Still, De Palma is incapable of making a movie that isn't visually arresting, and he has a terrific collaborator in cinematographer Vilmos Zsigmond. The Black Dahlia is awash in period detail (with Bulgaria substituting for most of Forties-era L.A.) and the camera sweeps and soars with elegance, especially in a bravura one-take crane shot that sets the Elizabeth Short case in motion. And there is the requisite set piece involving murder on a staircase, a nifty bit of choreography that shows De Palma at the top of his game. The director also revisits some venerable themes of his -- voyeurism, pornography and the like -- but here they feel stranded, like jigsaw pieces to a puzzle that was forgotten long ago.

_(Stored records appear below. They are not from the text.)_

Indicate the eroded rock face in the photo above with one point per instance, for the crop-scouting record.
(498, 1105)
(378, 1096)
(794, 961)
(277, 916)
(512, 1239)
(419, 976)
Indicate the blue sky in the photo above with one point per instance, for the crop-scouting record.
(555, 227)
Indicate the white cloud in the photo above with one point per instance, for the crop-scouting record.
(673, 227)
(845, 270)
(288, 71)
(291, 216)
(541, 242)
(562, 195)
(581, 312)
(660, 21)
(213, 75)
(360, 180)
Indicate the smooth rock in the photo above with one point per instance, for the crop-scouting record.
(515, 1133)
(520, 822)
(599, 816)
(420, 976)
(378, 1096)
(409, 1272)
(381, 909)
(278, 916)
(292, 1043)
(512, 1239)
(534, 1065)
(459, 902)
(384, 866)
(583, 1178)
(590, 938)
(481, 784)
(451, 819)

It's a shame. You sense what The Black Dahlia could have been in scenes where Bucky watches old audition reels featuring a sad and pathetic Elizabeth Short (a mesmerizing Mia Kirshner, with De Palma himself supplying the voice of the offscreen moviemaker). The images of the ghost woman are macabre and brim with spooky possibility. But then The Black Dahlia switches back to its absurdly complex story, and we return to a movie with more mysteries than clues.

The DVD

The Video:

Vilmos Zsigmond's atmospheric cinematography is beautifully presented in anamorphic widescreen 2.35:1. Clean and sharp, the picture quality is top-notch, devoid of glitches such as edge enhancement, noise or combing.

The Audio:

Like the image quality, the Dolby Digital 5.1 audio track is outstanding -- rich, dramatic and making creative use of immersive sound. I've got no complaints. French audio is available in 5.1 and Spanish is in Dolby 2.0.

Subtitles are available in English, Spanish and French.

Extras:

Three solid featurettes by Laurent Bouzereau comprise the bonus material.

The 11-minute, six-second Reality and Fiction: The Story of the Black Dahlia details Elizabeth Short's infamous murder in 1947 and its subsequent reverberations throughout popular culture. Specifically, the piece explains why L.A. native James Ellroy, whose mother was slain in 1958 under mysterious circumstances, grew obsessed with the Short case. He says that Short began to merge in his mind with the loss of his mother "to explicate all the emotion that I never felt on the occasion of my mother's death."

The Case File (20:25) is a comprehensive making-of documentary featuring interviews with Ellroy, De Palma, Hartnett, Eckhart, Johansson, Swank, Kirshner, producer Rudy Cohen, producer Moshe Diament, writer Josh Friedman and more.

Finally, The De Palma Touch (Presented by Volkswagen) provides more insight into the creation of The Black Dahlia. While it purports to focus on De Palma, the featurette gives nearly equal time -- and justifiably so -- to Zsigmond and set designer Dante Ferretti. The featurette is 16 minutes, 53 seconds.

Final Thoughts:

With a pedigree like Brian De Palma and James Ellroy, The Black Dahlia should've been a contender. No such luck. Despite the sumptuous visual feast we have come to expect from De Palma, a Byzantine screenplay with no end in sight makes this more L.A. Convoluted than L.A. Confidential.